Bu yüzden FaaS pazarında sayısız satıcı vardır, peki yazılım geliştirme projeniz için doğru sağlayıcıyı nasıl seçmeniz gerekir?
- Desteklenen İş Yükleri: Oluşturmak istediğiniz yazılım türüne ayak uydurabilecek bir sağlayıcıyla çalışmanız çok önemlidir.
- Üçüncü Taraf Uyumluluğu: Satıcının kilitlenmesi yazılımın gelecekteki büyümesini engelleyebilir. Çeviklik ve esneklik, bir FaaS sağlayıcısı seçerken anahtar niteliklerdir.

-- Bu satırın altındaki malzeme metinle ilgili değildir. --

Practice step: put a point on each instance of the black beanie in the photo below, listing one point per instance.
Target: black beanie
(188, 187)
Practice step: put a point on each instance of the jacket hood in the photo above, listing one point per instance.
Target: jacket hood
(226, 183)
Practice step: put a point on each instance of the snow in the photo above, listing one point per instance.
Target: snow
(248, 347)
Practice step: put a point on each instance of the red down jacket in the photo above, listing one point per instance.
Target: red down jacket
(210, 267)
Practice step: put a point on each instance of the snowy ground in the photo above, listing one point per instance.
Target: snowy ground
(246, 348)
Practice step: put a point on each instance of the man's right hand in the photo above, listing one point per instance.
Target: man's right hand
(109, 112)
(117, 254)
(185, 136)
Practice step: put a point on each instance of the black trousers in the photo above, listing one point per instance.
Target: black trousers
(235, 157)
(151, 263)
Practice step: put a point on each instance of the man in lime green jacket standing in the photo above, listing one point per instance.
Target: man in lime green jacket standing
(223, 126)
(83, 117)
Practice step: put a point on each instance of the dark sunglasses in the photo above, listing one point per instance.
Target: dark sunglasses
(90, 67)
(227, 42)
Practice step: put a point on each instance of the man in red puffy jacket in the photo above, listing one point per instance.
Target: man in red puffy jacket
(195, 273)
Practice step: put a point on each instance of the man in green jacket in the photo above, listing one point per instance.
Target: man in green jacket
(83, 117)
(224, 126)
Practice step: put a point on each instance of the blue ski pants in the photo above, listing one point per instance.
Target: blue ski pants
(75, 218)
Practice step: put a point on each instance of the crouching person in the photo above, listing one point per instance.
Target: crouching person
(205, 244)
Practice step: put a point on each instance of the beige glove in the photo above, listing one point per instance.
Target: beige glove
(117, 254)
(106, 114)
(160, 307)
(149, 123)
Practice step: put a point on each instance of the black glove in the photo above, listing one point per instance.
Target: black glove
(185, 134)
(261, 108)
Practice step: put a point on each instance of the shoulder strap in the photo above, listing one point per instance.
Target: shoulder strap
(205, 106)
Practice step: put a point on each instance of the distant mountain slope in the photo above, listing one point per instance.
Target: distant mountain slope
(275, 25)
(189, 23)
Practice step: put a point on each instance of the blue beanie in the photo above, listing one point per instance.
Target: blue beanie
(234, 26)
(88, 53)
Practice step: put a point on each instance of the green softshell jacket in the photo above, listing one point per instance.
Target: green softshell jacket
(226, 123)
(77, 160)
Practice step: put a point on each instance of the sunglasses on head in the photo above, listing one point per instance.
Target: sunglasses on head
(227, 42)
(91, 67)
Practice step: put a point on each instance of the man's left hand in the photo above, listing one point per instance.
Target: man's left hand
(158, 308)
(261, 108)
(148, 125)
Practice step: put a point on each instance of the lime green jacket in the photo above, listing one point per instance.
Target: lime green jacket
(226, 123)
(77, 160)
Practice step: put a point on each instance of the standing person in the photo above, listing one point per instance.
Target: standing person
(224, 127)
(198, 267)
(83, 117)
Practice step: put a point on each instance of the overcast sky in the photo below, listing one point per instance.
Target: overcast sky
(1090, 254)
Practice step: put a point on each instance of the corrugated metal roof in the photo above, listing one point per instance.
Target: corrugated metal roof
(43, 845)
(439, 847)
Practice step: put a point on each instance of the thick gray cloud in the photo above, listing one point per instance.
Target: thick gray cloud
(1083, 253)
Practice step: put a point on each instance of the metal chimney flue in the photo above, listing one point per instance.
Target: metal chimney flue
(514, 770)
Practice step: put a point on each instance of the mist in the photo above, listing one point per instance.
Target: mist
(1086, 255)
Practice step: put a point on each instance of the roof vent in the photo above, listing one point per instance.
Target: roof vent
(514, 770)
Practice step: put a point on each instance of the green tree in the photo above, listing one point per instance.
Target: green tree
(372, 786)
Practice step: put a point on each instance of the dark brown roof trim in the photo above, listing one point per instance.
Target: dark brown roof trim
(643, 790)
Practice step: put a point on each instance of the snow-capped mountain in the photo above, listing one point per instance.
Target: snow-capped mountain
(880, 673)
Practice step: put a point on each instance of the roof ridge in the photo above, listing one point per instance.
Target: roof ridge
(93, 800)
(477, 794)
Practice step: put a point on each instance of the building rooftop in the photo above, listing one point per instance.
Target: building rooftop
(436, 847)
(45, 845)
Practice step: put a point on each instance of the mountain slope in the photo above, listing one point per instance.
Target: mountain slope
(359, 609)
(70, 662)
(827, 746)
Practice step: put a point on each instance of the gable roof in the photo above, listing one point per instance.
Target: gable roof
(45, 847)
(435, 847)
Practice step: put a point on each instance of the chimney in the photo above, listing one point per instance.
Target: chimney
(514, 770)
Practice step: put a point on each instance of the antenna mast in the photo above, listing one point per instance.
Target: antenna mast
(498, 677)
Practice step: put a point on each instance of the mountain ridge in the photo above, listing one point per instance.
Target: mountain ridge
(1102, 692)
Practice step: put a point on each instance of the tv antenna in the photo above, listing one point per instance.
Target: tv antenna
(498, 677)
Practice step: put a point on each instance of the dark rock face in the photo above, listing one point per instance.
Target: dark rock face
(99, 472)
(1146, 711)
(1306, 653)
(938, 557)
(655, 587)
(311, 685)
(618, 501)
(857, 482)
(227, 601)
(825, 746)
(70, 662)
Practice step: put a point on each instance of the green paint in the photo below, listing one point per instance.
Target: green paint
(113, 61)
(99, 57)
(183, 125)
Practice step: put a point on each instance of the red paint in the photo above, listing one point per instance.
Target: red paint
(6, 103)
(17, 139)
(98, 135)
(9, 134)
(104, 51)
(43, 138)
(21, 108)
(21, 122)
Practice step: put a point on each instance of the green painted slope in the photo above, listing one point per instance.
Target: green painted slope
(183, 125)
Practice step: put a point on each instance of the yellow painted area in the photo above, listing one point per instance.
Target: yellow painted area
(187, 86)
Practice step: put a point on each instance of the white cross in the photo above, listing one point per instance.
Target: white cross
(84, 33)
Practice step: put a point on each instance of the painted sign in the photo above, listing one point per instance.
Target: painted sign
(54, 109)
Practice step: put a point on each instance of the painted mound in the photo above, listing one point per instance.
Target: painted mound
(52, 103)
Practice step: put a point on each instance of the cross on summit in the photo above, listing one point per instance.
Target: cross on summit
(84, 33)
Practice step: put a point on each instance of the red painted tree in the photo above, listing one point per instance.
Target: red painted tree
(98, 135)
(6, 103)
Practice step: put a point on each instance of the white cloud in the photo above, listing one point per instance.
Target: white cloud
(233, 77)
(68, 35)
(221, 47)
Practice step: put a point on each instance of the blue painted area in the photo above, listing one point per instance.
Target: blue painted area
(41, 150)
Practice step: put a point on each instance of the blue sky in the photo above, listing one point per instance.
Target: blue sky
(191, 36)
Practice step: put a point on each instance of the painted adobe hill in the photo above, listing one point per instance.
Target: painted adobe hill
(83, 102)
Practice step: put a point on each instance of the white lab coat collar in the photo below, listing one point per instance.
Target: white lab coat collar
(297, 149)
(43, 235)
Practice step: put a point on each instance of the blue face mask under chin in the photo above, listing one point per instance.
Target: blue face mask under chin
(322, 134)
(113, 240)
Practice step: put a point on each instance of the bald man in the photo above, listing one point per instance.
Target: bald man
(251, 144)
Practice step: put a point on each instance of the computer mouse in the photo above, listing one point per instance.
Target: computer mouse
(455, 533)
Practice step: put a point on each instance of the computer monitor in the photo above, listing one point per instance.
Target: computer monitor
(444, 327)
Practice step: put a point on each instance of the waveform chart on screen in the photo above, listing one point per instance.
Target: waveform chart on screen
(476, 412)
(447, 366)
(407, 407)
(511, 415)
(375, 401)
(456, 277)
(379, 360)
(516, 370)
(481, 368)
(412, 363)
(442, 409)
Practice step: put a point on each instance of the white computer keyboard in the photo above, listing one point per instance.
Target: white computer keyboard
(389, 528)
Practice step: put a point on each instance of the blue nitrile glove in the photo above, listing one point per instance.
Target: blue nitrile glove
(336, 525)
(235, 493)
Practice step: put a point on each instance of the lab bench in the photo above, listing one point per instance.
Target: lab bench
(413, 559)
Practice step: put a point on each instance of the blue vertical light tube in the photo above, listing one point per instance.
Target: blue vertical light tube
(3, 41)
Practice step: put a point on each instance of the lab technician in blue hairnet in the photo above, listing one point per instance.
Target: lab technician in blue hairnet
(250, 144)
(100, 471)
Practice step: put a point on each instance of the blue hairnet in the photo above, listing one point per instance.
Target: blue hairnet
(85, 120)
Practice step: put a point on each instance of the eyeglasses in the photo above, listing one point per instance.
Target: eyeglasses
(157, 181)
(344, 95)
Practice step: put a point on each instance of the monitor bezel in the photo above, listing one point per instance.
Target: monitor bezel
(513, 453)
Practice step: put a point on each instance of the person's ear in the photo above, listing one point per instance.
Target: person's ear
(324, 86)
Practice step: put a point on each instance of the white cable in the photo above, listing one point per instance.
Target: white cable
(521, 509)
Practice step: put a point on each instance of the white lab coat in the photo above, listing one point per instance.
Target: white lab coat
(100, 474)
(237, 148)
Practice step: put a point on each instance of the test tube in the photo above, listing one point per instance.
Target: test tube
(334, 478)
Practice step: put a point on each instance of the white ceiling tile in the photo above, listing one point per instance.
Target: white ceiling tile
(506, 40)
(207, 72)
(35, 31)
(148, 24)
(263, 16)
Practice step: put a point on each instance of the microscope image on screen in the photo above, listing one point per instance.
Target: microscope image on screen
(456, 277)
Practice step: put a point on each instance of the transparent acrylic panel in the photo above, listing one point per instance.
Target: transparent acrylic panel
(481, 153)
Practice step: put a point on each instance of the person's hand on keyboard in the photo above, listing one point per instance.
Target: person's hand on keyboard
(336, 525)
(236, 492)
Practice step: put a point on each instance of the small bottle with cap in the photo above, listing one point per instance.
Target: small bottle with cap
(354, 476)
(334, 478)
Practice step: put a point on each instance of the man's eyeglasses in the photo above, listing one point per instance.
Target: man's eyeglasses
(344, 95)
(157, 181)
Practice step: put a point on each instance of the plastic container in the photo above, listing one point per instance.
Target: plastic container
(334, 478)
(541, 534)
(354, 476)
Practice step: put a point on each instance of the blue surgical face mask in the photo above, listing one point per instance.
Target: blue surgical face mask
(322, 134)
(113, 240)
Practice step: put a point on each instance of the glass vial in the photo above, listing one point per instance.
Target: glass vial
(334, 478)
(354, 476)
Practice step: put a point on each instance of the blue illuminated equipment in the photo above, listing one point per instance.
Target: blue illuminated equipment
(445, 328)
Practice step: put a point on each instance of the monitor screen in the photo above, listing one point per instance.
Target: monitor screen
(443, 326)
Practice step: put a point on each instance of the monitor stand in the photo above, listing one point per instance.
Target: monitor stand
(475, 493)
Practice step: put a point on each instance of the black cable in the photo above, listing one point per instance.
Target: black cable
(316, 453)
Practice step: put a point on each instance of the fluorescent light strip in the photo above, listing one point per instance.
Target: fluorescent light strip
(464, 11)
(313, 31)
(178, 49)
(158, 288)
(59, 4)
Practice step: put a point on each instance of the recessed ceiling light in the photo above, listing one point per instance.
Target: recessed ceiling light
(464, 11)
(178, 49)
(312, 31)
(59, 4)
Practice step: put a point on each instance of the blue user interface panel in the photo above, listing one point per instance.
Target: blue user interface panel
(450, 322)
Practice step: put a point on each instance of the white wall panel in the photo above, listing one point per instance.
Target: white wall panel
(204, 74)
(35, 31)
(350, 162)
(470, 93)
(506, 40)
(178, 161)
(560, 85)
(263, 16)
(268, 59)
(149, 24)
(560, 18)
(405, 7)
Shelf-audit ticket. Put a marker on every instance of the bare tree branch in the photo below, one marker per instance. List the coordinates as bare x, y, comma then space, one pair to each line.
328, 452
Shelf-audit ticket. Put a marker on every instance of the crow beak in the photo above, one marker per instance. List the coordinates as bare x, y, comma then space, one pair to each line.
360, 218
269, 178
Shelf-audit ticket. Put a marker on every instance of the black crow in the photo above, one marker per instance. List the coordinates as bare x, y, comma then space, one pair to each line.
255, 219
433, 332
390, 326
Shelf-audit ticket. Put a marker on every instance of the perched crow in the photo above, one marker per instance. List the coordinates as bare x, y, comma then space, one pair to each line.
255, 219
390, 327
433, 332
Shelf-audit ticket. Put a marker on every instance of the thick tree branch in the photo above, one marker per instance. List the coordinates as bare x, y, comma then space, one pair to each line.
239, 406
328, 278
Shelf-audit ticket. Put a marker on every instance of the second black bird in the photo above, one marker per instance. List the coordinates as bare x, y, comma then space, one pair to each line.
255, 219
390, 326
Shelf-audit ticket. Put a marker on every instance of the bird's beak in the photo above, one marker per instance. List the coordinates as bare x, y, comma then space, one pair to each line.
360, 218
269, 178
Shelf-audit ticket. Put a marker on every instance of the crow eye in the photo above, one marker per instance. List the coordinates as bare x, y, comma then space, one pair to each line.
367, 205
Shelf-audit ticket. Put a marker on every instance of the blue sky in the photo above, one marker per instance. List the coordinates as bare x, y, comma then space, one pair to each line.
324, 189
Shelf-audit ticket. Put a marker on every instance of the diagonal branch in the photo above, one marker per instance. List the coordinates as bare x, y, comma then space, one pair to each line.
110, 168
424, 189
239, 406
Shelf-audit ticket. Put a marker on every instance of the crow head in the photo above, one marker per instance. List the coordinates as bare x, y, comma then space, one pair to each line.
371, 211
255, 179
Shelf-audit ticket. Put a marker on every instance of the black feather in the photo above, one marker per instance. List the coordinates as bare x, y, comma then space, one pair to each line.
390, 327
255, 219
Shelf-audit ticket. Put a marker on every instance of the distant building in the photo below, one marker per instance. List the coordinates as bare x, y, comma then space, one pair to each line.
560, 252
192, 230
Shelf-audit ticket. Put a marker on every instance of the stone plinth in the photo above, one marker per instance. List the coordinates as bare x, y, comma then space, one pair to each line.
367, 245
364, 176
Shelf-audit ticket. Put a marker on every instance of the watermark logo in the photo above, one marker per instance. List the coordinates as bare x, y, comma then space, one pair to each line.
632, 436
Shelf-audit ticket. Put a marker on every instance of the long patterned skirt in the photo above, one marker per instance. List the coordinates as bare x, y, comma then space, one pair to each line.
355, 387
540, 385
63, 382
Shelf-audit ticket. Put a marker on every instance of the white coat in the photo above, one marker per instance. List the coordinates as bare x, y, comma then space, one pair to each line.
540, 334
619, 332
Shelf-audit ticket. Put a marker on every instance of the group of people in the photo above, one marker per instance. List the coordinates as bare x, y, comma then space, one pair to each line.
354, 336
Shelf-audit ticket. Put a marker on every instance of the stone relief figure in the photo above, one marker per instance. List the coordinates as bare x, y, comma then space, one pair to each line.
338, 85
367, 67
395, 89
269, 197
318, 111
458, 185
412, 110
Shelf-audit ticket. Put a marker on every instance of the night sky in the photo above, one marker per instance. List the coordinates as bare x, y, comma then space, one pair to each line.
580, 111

- Arka Uç Kontrolü: Farklı FaaS sağlayıcıları, sağlanan altyapı ve arka uç üzerinde farklı düzeylerde kullanıcı kontrolü sunar. Bu yüzden hazır tasarım ve kontrol arasında uygun bir uzlaşma bulmak zorunludur.
- Güvenlik: Bulut üzerinde çalışırken, uygulamanızın güvenliğinin büyük kısmı hizmet sağlayıcınızın aldığı prosedür ve önlemlere bağlıdır.
Kubernetes ve Knative’in FaaS ile İlişkisi Nedir?
Kubernetes ve Knative, Hizmet Olarak İşlev’in (FaaS) uygulanmasında ve işlevselliğinde ayrılmaz bir rol oynamaktadır. Açık kaynaklı bir konteyner düzenleme aracı olan Kubernetes, bulut uygulamalarını etkili bir şekilde yönetmek için çok önemlidir. Buluttaki uygulamaların sorunsuz bir şekilde dağıtılması ve işletilmesi için temel olan izleme, güvenlik, günlük kaydı ve kimlik doğrulama gibi özellikler sağlar.
Knative ise, geliştiricilerin bir Kubernetes kümesi içinde sunucusuz iş yükleri çalıştırmasına olanak tanır. Kubernetes’in gücünden yararlanan Knative, geliştiricilerin sunucusuz bilişimin avantajlarını konteynerlerin esnekliği ve güvenilirliği ile birleştirmelerini sağlar. Bu kombinasyon, geliştiricilerin bulut uygulamaları oluştururken sunucusuz mimari ile kapsayıcı arasında seçim yapma ihtiyacını ortadan kaldırır.
Knative, otomatik konteyner derlemeleri, tam taşınabilirlik ve hibrit ortamlarda çalışabilme gibi avantajlar sunar. Sunucusuz bilişimin ölçeklenebilirliğini ve isteğe bağlı yeteneklerini ortaya çıkarırken, kapsayıcıların sağladığı kullanılabilirlik ve tutarlılıktan yararlanır. Kubernetes ve Knative’in yaratıcıları, geliştiricilerin hem sunucusuz hem de konteyner teknolojisine erişebilmeleri gerektiğine inanmaktadır ve amaçları dinamik ölçeklendirme ve esnek kaynak tahsisi ile konteynerlerin kullanılabilirliğini ve güvenilirliğini artırmaktır.
Sonuç olarak Function as a Service (Hizmet Olarak İşlev), sunucu altyapısını yönetme ihtiyacını ortadan kaldırarak yazılım geliştiricilere büyük fayda sağlar. Veri akışı ve işleme, çevrimiçi uygulamalar ve sohbet robotları gibi çok çeşitli uygulamalar için kullanılabilir.
Start-up’lar, KOBİ’ler ve büyük işletmeler dahil olmak üzere her ölçekten işletme için ölçeklenebilirlik, esneklik ve daha hızlı pazara sunma süresi sunan uygun maliyetli bir çözümdür.